Separate complaints filed this week in state district court claim that several banks are violating the New Mexico Unfair Practices Act by charging cardholders about $100 a year for ancillary products that are often useless.
Under the practice known as "slamming," telemarketers call cardholders ostensibly to thank them and remind them of benefits they already have, then, according to the complaints, "speed through, skip altogether or alter the text of the information they are required to provide."
"Although the cardholder believes they have just listened to a courtesy call, (the banks) treat any affirmative response . as the cardholder's agreement to enroll in the ancillary plan," the complaints allege.
Prosecutors contend that no effort is made to determine if the consumers are eligible for the benefits associated with the protection plans. For example, elderly customers are often targeted for plans that propose to suspend payment obligations if a customer loses his job, even though elderly customers on fixed incomes are ineligible for these benefits.

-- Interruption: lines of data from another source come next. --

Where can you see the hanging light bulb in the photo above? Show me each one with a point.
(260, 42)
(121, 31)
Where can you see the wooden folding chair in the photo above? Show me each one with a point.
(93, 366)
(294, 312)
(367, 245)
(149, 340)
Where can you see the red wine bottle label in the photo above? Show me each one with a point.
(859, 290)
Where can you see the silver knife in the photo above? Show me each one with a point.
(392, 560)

Named as defendants are JPMorgan Chase & Co. Barclay's Bank of Delaware, Capital One Bank, Bank of America Corp., City Group, GE Capital Retail Bank and HSBC Bank Nevada.
The complaints are signed by Assistant Attorney General Scott Fuqua and two private attorneys. The private firms are on contract to negotiate potential settlements with the banks, according to The Santa Fe New Mexican ( http://bit.ly/11rnYDo).
Suzanne Ryan, a spokeswoman for JPMorgan Chase's Western region in Southern California, declined comment on the pending litigation.
The attorney general's office is asking that the banks be enjoined from "engaging in unfair or deceptive practices and unconscionable conduct" and that the judge impose civil penalties of up to $5,000 per act that violates of state law.